Why Keith Moon Landed A Bad Reputation In The Music World

The mythos of rock 'n' roll is about more than just electric guitar and devil-may-care lyrics. In the 1960s and 1970s — arguably the prime time for the genre — rock stars were the center of a culture of groupies, trashed hotel rooms, and reckless abandon. Raucous law-breaking and boundary-busting were met with the simple phrase, "That's just rock 'n' roll, baby." But, of course, rock-star behavior often crossed the line into the destructive, disrespectful, and juvenile.

Keith Moon, drummer of the iconic British rock band The Who, was a central figure in constructing the rock 'n' roll reputation. On the road, on stage, and behind the curtain, Moon often got wrapped up in crazy antics under the guise of "just having fun." He raised hell, played not-so-practical jokes, and left extensive property damage in his wake. Because he was among the world's most celebrated rock stars, his actions — no matter how outrageous, destructive, or offensive — often had little or no consequences (for him, at least). Here's why Moon earned a reputation for causing mayhem in the music world.

Keith Moon played with fire(crackers)

When The Who performed on U.S. television for the first time, they made their debut with a literal bang. On September 17, 1967, the band appeared on "The Smothers Brothers Comedy Hour" with a performance of their hit "My Generation." According to History, Keith Moon was already in the habit of loading his bass drum with explosives, but for this particular performance, he packed the drum with more explosives than ever before.

The resulting explosion set off a cloud of white smoke and nearly knocked the band off the stage. It singed guitarist Pete Townshend's hair, left Moon with shrapnel embedded in his arm, and even knocked the show off the air by obscuring the cameras. According to Rolling Stone, the explosive finale even caused fellow guest, the actor Bette Davis, to faint in the wings. It was also rumored to be a contributing factor to Townshend's loss of hearing later in life, but his years of performing with amplified rock 'n' roll sound were likely more to blame.

The destructive impacts of that particular explosion did not deter Moon from continuing to play with fire. Later that year, while on tour with opening band Herd, Moon wired keyboardist Andy Bown's keyboard with firecrackers and detonated them during Herd's set.

Keith Moon's hotel-room-trashing gave rock a reputation for destruction

The Who's 1972 tour solidified Keith Moon's reputation as a whirling dervish of destruction when it came to ritzy hotel rooms. While staying in Copenhagen, Denmark in August 1972, Moon asked Pete Townshend to help him move the waterbed from his room to the elevator, with the intention of sending it down to the lobby for whatever reason, per Rolling Stone. While they tried to lift the water-filled mattress from its frame, the mattress burst, sending a flood of water into the hotel's hallway.

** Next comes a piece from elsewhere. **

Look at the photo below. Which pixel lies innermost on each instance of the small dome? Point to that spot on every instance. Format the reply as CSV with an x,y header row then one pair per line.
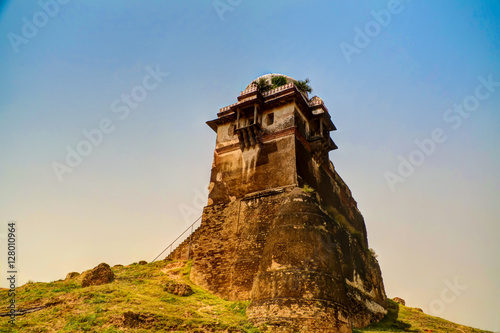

Foreseeing the money the band would have to pay in damages, Moon called the hotel manager and told him the mattress had burst and destroyed his stage wardrobe. The manager apologized and moved Moon to the Presidential Suite, which was full of antiques. Of course, the band later took to the suite like bulls in a china shop and trashed the place.

During the same tour, Moon invaded bassist John Entwistle's room at Paris George V hotel while Entwistle was sitting down for a French feast. The drummer ate some of Entwistle's steak, poured vintage Bordeaux on the carpet, peed on the wall, and then passed out. Entwistle exacted his revenge by demolishing Moon's room and dropping the unconscious Moon among the ruins. Moon woke up from his blackout and believed he had caused the damage himself.

Keith Moon's jokes often went too far

Keith Moon's jokes and pranks often pushed boundaries by scaring and offending onlookers. According to Rolling Stone, he would use police bullhorns or hidden speakers to scare locals with fake public service announcements while visiting quiet villages in England. The PSAs warned locals about fake threats like tidal waves and poisonous snakes.

Another recurring schtick that was similarly disruptive — and sometimes offensive — was his penchant for roleplaying in costume. One of his go-to characters was a bald vicar who would scream obscenities at passing elderly ladies. During one of these public "performances," the vicar character was dragged into Moon's Rolls Royce by two "gangsters," prompting a local police officer to intervene.

Last, but certainly not least in terms of bad taste, was the time in 1970 when Moon dressed as a Nazi for a photoshoot and then went out for a drink in the uniform. Moon was only motivated further once he was thrown out of a German bar, and he proceeded to commit to the Nazi character for several days, even renting a convertible and riding it through a particularly Jewish neighborhood in London.